Reweighted Wake-Sleep

21 February 2018

Consider a generative network \(p_\theta(z, x)\) and an inference network \(q_\phi(z \given x)\) on latents \(z\) and observations \(x\). Given a set of observations \((x^{(n)})_{n = 1}^N\) sampled iid from the true generative model \(p(x)\), we want to learn \(\theta\) to maximize \(\frac{1}{N} \sum_{n = 1}^N \log p_\theta(x)\) and \(\phi\) so that \(q_\phi(z \given x)\) is close to \(p_\theta(z \given x)\) for the learned \(\theta\).

Evidence Lower Bound

Define the importance sampling based evidence lower bound (ELBO) as: \begin{align} \mathrm{ELBO}_{\text{IS}}(\theta, \phi, x) = \int \left(\prod_{k = 1}^K q_\phi(z^k \given x)\right) \log \left(\frac{1}{K} \sum_{k = 1}^K \frac{p_\theta(z^k, x)}{q_\phi(z^k \given x)} \right) \,\mathrm dz^{1:K}, \end{align} where \(K\) is the number of particles.
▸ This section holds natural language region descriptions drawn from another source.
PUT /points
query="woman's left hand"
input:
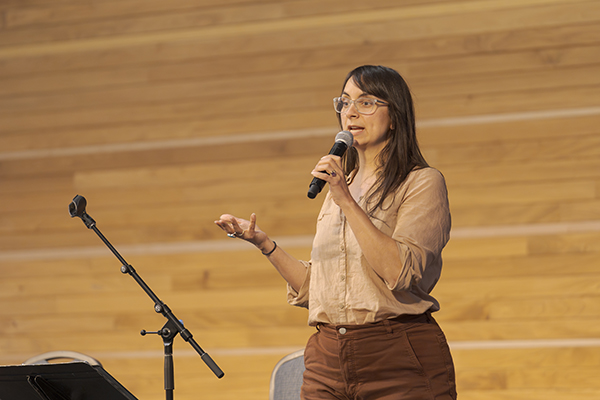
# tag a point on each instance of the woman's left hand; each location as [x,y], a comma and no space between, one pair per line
[330,170]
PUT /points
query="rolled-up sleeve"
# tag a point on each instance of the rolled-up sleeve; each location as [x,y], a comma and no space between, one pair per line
[300,298]
[422,230]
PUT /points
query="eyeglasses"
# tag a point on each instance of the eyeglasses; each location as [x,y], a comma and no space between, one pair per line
[364,105]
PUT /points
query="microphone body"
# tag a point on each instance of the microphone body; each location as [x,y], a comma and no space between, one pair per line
[343,140]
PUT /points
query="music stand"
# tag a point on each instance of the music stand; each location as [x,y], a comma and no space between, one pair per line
[65,381]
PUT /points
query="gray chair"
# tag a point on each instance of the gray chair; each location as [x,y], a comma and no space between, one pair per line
[286,378]
[68,356]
Gradient Estimator for Wake Update of \(\theta\)

Estimate the gradient \begin{align} \nabla_\theta \left(\frac{1}{N} \sum_{n = 1}^N \mathrm{ELBO}_{\text{IS}}(\theta, \phi, x^{(n)}) \right) \end{align} using samples from \(q_\phi(z \given x^{(n)})\). Call this gradient estimator \(\hat g_\theta^{\text{wake}}\).
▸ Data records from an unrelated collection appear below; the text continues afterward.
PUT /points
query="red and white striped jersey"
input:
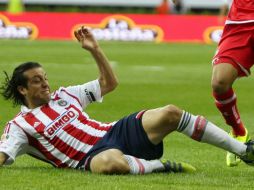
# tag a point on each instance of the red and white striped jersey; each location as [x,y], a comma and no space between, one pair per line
[58,132]
[241,11]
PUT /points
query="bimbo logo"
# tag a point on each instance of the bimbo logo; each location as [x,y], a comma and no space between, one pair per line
[122,28]
[63,120]
[213,34]
[20,30]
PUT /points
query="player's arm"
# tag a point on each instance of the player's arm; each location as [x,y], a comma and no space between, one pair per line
[107,78]
[3,158]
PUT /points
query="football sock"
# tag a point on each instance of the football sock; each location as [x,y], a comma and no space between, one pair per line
[141,166]
[226,103]
[199,129]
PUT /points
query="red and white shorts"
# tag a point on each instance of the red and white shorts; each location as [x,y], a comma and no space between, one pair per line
[236,47]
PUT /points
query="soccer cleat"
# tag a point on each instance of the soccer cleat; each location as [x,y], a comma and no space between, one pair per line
[231,158]
[177,167]
[249,157]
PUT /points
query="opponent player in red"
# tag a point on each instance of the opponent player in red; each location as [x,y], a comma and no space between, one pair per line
[233,59]
[54,128]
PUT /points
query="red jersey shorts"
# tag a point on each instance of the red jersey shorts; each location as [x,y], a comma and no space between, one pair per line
[236,47]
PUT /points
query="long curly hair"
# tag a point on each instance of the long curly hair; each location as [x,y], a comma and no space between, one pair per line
[9,89]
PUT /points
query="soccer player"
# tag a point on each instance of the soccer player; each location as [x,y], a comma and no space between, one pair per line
[53,127]
[233,59]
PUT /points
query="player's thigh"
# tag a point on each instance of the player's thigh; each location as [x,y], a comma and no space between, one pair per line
[108,162]
[159,122]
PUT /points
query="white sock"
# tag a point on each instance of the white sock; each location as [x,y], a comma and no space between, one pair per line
[141,166]
[199,129]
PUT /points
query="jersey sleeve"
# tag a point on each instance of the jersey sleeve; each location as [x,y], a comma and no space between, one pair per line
[83,94]
[13,142]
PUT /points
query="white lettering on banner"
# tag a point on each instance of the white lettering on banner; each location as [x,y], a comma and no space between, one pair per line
[60,122]
[122,28]
[213,34]
[16,31]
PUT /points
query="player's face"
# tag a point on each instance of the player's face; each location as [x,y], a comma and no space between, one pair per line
[37,91]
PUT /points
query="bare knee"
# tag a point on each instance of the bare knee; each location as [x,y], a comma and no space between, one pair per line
[171,115]
[220,86]
[109,162]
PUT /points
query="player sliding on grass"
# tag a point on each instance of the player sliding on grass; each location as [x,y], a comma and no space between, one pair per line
[54,128]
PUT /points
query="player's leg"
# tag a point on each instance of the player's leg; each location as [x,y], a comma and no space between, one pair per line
[113,161]
[233,59]
[160,122]
[223,77]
Gradient Estimator for Sleep Update of \(\phi\)

Estimate the gradient \begin{align} \nabla_\phi \int p_\theta(x) \KL{p_\theta(z \given x)}{q_\phi(z \given x)} \,\mathrm dx &= \nabla_\phi \int p_\theta(x) \int p_\theta(z \given x) (\log p_\theta(z \given x) - \log q_\phi(z \given x)) \,\mathrm dz \,\mathrm dx \\
&= \int p_\theta(z, x) \left( -\nabla_\phi \log q_\phi(z \given x) \right) \,\mathrm dz \,\mathrm dx, \end{align} using samples from \(p_\theta(z, x)\). Call this gradient estimator \(\hat g_\phi^{\text{sleep}}\).

Gradient Estimator for Wake Update of \(\phi\)
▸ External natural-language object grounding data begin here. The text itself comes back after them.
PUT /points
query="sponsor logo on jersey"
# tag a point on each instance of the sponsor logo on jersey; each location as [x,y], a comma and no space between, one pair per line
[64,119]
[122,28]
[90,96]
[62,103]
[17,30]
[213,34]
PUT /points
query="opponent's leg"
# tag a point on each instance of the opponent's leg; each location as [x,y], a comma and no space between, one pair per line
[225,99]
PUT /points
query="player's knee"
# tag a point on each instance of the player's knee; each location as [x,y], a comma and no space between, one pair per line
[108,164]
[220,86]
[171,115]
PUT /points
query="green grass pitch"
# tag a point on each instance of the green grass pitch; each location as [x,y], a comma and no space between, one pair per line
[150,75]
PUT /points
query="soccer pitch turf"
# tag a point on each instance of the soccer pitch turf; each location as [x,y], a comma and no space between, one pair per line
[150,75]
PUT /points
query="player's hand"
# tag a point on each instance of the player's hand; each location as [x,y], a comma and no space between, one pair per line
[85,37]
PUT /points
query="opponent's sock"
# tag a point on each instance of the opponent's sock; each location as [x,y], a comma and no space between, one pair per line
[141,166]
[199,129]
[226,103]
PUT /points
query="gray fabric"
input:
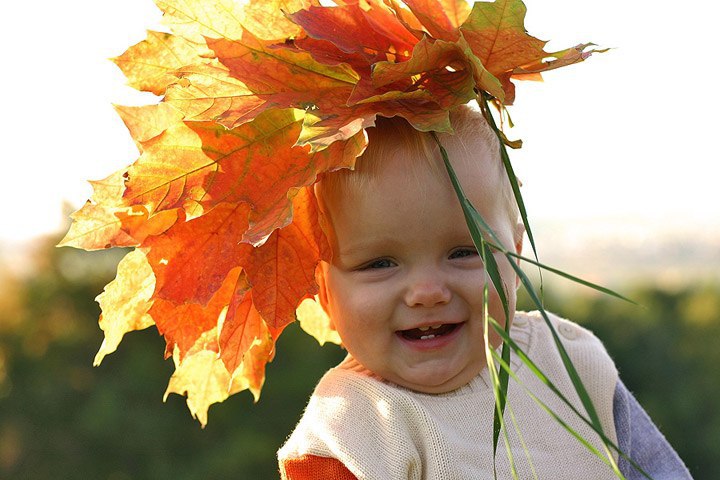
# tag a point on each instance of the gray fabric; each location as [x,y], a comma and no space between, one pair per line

Estimate the gradient \begin{align} \nabla_\phi \int p(x) \KL{p_\theta(z \given x)}{q_\phi(z \given x)} \,\mathrm dx &= \nabla_\phi \int p(x) \int p_\theta(z \given x) (\log p_\theta(z \given x) - \log q_\phi(z \given x)) \,\mathrm dz \,\mathrm dx \\
&= \int p(x) \int p_\theta(z \given x) ( -\nabla_\phi \log q_\phi(z \given x)) \,\mathrm dz \,\mathrm dx \\
&\approx \int p(x) \left( \sum_{k = 1}^K \frac{w_k}{\sum_{\ell = 1}^K w_\ell} (-\nabla_\phi \log q_\phi(z^k \given x)) \right) \,\mathrm dx, \end{align} where \(z^k \sim q_\phi(\cdot \given x)\) and \(w_k = \frac{p_\theta(z^k, x)}{q_\phi(z^k \given x)}\). This quantity is estimated using one sample \(x \sim p(x)\): \begin{align} &\approx \sum_{k = 1}^K \frac{w_k}{\sum_{\ell = 1}^K w_\ell} (-\nabla_\phi \log q_\phi(z^k \given x)). \end{align} Call this gradient estimator \(\hat g_\phi^{\text{wake}}\).

It is usually advantageous to use the wake update of \(\phi\) (rather than the sleep update of \(\phi\)) because the target is minimizing the expected KL divergence under the true rather than the current data distribution.

Full Algorithm

Repeat until convergence:

Update \(\theta\) using \(\hat g_\theta^{\text{wake}}\)
Do at least one of:
- Update \(\phi\) using \(-\hat g_\phi^{\text{sleep}}\)
- Update \(\phi\) using \(-\hat g_\phi^{\text{wake}}\)